Jetzt oder nie! Zielstrebig und mit schnellen Schritten eilte ich zur Wahlkabine und spürte förmlich die Blicke der Wahlkommission im Nacken. Aber jetzt war es sowieso zu spät. Also rein in die Kabine, den mitgebrachten und mehrmals getesteten Kuli aus der Jacke geholt – um dann jeden Kandidaten auf der Liste sauber, einzeln und vollständig durchzustreichen. Wenn ich schon in die Kabine gehe, dann wollte ich auch eine Gegen-Stimme abgeben. Man konnte ja nicht wählen, sondern nur dagegen oder dafür stimmen. Ich bin überzeugt, dass die meisten das gar nicht wussten, wie man dagegen stimmen konnte. Da musste man sich vorher informieren; ich denke, ich hatte es so beim „Kennzeichen D“ im ZDF gesehen. Vom „imperialistischen Klassenfeind“ lernen, heißt richtig wählen lernen…!

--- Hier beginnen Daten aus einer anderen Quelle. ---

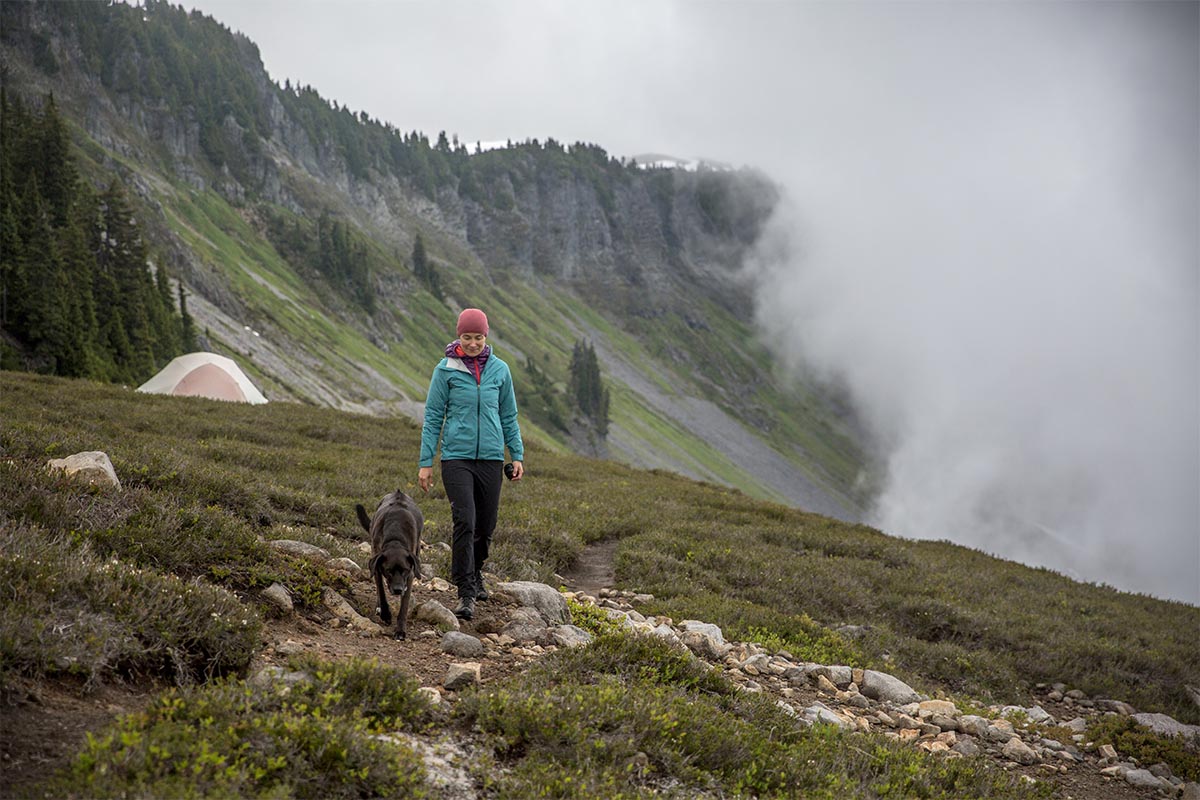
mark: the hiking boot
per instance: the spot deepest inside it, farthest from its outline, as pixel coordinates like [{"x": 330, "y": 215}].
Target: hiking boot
[{"x": 466, "y": 608}]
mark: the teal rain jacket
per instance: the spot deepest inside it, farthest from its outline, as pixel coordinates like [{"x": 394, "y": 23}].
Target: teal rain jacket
[{"x": 474, "y": 421}]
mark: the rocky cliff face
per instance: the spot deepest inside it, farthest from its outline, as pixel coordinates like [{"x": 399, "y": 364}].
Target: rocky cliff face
[{"x": 648, "y": 246}]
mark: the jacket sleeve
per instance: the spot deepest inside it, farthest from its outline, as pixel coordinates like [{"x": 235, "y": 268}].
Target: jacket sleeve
[
  {"x": 509, "y": 419},
  {"x": 435, "y": 417}
]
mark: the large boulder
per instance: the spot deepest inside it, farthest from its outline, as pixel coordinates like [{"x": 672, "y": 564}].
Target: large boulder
[
  {"x": 547, "y": 600},
  {"x": 889, "y": 689},
  {"x": 93, "y": 467}
]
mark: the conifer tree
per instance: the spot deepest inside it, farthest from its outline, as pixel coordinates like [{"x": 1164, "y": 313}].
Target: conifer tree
[{"x": 587, "y": 388}]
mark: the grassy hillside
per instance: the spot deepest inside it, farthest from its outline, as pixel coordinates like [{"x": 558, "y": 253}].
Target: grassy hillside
[
  {"x": 160, "y": 583},
  {"x": 940, "y": 614},
  {"x": 179, "y": 109}
]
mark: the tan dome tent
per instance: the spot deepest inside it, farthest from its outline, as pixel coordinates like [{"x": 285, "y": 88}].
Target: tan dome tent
[{"x": 204, "y": 374}]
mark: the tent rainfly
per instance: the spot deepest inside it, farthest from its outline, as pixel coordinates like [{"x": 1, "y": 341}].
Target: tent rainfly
[{"x": 204, "y": 374}]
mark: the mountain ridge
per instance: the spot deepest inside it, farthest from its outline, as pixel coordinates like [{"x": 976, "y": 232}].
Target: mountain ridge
[{"x": 547, "y": 236}]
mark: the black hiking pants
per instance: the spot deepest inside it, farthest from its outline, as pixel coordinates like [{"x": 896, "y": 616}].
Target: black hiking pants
[{"x": 473, "y": 488}]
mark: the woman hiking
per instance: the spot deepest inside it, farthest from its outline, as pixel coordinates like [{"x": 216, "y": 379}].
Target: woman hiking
[{"x": 472, "y": 409}]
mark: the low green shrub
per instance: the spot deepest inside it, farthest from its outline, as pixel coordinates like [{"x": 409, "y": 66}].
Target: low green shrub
[
  {"x": 325, "y": 735},
  {"x": 592, "y": 618},
  {"x": 1149, "y": 747},
  {"x": 70, "y": 612},
  {"x": 568, "y": 729}
]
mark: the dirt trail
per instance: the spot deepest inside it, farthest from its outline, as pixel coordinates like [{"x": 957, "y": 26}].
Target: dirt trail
[{"x": 593, "y": 570}]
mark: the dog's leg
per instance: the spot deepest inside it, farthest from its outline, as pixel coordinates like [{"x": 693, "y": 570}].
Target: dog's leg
[
  {"x": 402, "y": 620},
  {"x": 384, "y": 608}
]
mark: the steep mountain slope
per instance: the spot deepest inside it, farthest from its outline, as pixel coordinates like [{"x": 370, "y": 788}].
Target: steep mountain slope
[{"x": 240, "y": 181}]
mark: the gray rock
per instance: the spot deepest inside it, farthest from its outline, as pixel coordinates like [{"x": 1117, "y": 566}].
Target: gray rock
[
  {"x": 821, "y": 714},
  {"x": 460, "y": 644},
  {"x": 441, "y": 617},
  {"x": 707, "y": 629},
  {"x": 570, "y": 636},
  {"x": 547, "y": 600},
  {"x": 703, "y": 645},
  {"x": 975, "y": 726},
  {"x": 1165, "y": 725},
  {"x": 1143, "y": 779},
  {"x": 966, "y": 746},
  {"x": 1018, "y": 751},
  {"x": 343, "y": 611},
  {"x": 346, "y": 565},
  {"x": 1079, "y": 725},
  {"x": 943, "y": 722},
  {"x": 665, "y": 631},
  {"x": 300, "y": 549},
  {"x": 268, "y": 675},
  {"x": 461, "y": 675},
  {"x": 1120, "y": 707},
  {"x": 279, "y": 596},
  {"x": 526, "y": 625},
  {"x": 838, "y": 675},
  {"x": 1038, "y": 715},
  {"x": 882, "y": 686},
  {"x": 288, "y": 648},
  {"x": 91, "y": 467}
]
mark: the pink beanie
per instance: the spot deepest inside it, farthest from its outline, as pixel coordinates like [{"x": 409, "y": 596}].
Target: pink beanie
[{"x": 472, "y": 320}]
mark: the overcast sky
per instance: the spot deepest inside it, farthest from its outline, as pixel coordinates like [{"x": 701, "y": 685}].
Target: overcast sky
[{"x": 991, "y": 235}]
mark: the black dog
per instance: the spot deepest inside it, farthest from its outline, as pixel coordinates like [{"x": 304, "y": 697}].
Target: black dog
[{"x": 395, "y": 533}]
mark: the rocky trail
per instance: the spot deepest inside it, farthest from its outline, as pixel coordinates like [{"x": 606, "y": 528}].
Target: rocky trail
[{"x": 523, "y": 621}]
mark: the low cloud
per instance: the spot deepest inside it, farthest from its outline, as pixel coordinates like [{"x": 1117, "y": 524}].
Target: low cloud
[{"x": 1006, "y": 283}]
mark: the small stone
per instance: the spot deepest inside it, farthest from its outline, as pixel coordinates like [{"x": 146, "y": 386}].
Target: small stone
[
  {"x": 461, "y": 644},
  {"x": 288, "y": 648},
  {"x": 345, "y": 565},
  {"x": 279, "y": 596},
  {"x": 461, "y": 675},
  {"x": 1019, "y": 752},
  {"x": 93, "y": 467}
]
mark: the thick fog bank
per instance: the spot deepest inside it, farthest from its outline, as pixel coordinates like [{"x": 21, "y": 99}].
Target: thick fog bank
[{"x": 1006, "y": 281}]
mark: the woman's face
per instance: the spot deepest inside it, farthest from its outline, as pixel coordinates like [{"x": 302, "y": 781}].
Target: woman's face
[{"x": 473, "y": 343}]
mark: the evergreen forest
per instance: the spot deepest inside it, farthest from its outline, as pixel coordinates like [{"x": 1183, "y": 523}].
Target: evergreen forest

Ein großes Kreuz durch alle Kandidaten quer über das ganze Blatt war nur eine ungültige Stimme. Und das dauert eine gefühlte Ewigkeit, alle Namen einzeln und jeden Buchstaben des Namens durchzustreichen. Ich fühlte mich förmlich durchbohrt durch den Vorhang der Wahlkabine. Dort hing, besser: baumelte, übrigens ein stumpfer Bleistift (!) für die Wähler bereit, dazu eine komische bastmattenartige Schreibunterlage. Selbst hier wurde man noch gedemütigt. Wer seinen Kuli vergessen hatte, war umsonst in die Kabine gegangen.

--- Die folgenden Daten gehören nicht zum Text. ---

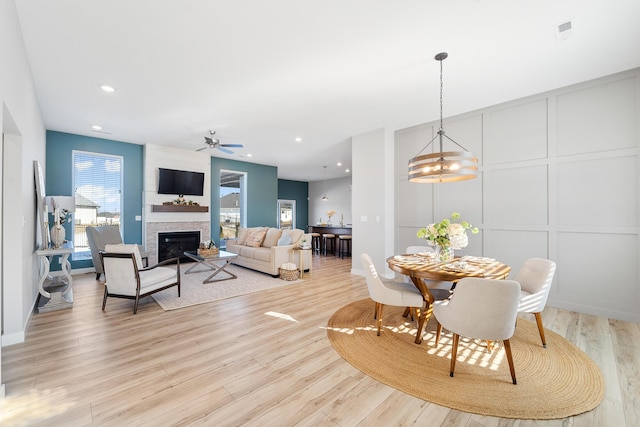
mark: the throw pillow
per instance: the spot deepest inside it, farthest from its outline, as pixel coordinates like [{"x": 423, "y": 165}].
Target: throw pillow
[
  {"x": 255, "y": 238},
  {"x": 271, "y": 238},
  {"x": 284, "y": 240}
]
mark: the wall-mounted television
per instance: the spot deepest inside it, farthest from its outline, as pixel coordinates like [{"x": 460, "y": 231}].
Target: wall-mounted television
[{"x": 172, "y": 181}]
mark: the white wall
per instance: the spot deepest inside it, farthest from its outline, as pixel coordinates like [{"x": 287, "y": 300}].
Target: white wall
[
  {"x": 559, "y": 179},
  {"x": 24, "y": 141},
  {"x": 372, "y": 198}
]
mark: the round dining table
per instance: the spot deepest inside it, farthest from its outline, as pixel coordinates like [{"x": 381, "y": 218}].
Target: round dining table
[{"x": 419, "y": 267}]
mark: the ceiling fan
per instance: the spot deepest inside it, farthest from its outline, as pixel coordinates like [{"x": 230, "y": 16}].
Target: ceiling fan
[{"x": 215, "y": 143}]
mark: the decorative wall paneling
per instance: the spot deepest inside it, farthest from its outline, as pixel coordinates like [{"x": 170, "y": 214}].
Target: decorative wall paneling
[{"x": 559, "y": 178}]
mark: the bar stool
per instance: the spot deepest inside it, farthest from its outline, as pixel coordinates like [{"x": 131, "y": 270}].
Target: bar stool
[
  {"x": 344, "y": 242},
  {"x": 329, "y": 239},
  {"x": 316, "y": 243}
]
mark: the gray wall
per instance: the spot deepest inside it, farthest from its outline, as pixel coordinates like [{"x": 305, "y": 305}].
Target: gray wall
[{"x": 558, "y": 179}]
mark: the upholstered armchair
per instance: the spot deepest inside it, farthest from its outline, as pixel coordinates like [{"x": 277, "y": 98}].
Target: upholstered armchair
[
  {"x": 484, "y": 309},
  {"x": 384, "y": 292},
  {"x": 100, "y": 236},
  {"x": 535, "y": 278},
  {"x": 126, "y": 278}
]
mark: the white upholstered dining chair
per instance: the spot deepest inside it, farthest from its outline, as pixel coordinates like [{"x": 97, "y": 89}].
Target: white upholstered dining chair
[
  {"x": 479, "y": 308},
  {"x": 126, "y": 277},
  {"x": 385, "y": 292},
  {"x": 535, "y": 278}
]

Ich überprüfte nochmals, ob ich alle Namen erfasst hatte, und ging dann, denk ich, noch schneller, zur Kommission, die mich noch strenger als zuvor musterte. Widerwillig zeigten sie auf die Urne, und im Vorbeigehen nach draußen glaubte ich zu entdecken, wie einer der „Wahlmänner“ ein Kreuz in eine Wählerliste machte. Vermutlich bei meinem Namen. Jetzt war ich bestimmt ein neuer Staatsfeind - und ich war in diesem Moment glücklich darüber. Ich war kein Widerstandskämpfer (so wie viele sich, gerade an der Uni Leipzig, nach 89 gerierten), aber dieses eine Mal wollte ich diese Farce nicht mitmachen. Denn was hätten sie auch tun können? Mich am nächsten Tag zum Dekan bestellen? Also, Herr Kühnel, wir haben erfahren, dass Sie gestern in der Wahlkabine waren. Haben Sie etwa gegen den Sozialismus gestimmt?

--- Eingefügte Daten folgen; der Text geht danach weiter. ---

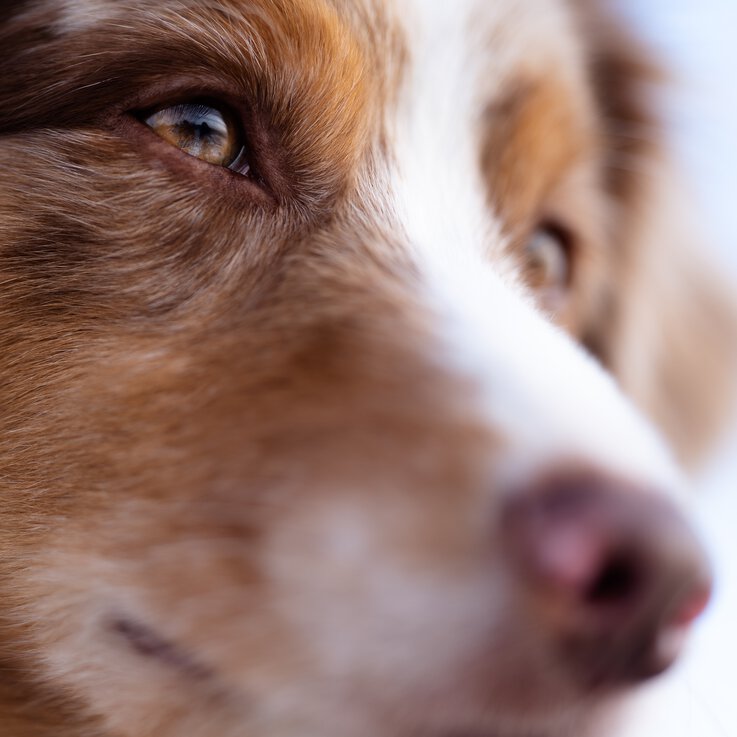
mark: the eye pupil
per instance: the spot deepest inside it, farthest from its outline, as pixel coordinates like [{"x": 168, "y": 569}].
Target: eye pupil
[{"x": 548, "y": 264}]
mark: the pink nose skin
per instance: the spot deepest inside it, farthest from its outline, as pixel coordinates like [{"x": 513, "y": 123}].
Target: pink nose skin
[{"x": 614, "y": 575}]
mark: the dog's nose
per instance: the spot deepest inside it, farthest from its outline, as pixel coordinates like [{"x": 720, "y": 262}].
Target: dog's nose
[{"x": 614, "y": 575}]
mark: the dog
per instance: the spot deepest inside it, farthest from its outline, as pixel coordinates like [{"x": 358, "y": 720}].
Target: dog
[{"x": 351, "y": 353}]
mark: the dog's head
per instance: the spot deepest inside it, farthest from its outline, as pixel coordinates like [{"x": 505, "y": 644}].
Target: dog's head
[{"x": 303, "y": 311}]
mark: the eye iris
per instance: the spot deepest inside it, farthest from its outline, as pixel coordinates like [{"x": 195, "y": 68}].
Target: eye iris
[
  {"x": 548, "y": 261},
  {"x": 199, "y": 130}
]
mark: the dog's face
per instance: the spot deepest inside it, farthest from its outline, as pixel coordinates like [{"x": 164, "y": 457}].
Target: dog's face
[{"x": 296, "y": 438}]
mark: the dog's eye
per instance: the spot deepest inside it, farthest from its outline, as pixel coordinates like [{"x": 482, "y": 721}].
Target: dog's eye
[
  {"x": 205, "y": 132},
  {"x": 548, "y": 263}
]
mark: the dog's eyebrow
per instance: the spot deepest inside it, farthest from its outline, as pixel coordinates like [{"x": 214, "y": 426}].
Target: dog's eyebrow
[
  {"x": 278, "y": 53},
  {"x": 533, "y": 131}
]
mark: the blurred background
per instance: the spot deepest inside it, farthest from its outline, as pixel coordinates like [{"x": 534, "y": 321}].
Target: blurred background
[{"x": 699, "y": 699}]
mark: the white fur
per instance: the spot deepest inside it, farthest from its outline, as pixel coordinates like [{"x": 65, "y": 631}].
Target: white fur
[{"x": 550, "y": 401}]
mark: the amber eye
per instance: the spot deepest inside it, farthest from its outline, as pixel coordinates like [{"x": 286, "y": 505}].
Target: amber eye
[
  {"x": 205, "y": 132},
  {"x": 548, "y": 262}
]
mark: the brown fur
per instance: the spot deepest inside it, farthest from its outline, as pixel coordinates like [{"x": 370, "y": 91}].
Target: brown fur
[{"x": 171, "y": 336}]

Ich war das ganze Studium über kein sogenannter Reisekader. Als Student der Romanistik durfte ich nicht nach Frankreich oder Italien fahren, als Student der Arabistik nicht mal ins befreundete (Süd-)Jemen oder ins noch mehr befreundete Libyen Gaddafis. Ich habe auch kein Leistungsstipendium (300 statt 200 DDR-Mark, und 100 M hatten viel Kaufkraft) bekommen trotz sehr guter Studienleistungen, da ich mich hartnäckig weigerte, eine „gesellschaftliche Funktion“ zu übernehmen. Ironie der Entwicklung: ich erhielt es dann doch im 4. und 5. Studienjahr, und zwar aus Quotengründen, da von den ursprünglich zehn Studenten unserer kleinen Arabisch-Seminargruppe bis Oktober 89 nur noch vier (!) übrig waren. Alle anderen sind von Studienaufenthalten im NSW, dem „nichtsozialistischen Wirtschaftssystem“, nicht zurückgekehrt bzw. über Ungarn in den Westen geflohen. Darunter gerade die Überzeugten, die reisen durften. Ein Lehrer wunderte sich stets, dass nicht ich, der Renitente, abhaute, sondern sogar die Genossen das Weite suchten.
Indes, meine Gegenstimme blieb ohne – spürbare – Konsequenzen. Und ich freute mich am nächsten Tag über die Wahlstatistik in den Zeitungen und zählte die Gegenstimmen in absoluten Zahlen und in Prozenten. Da gab es Wahlbezirke mit „nur“ 98% oder unfassbaren 95% Ja-Stimmen. Man kannte als Resultate ja nur 99,95 oder 99,98%. In Plauen waren es, wenn ich mich recht erinnere, sogar offiziell lediglich 93%. Ein wahrer Hort der Konterrevolution!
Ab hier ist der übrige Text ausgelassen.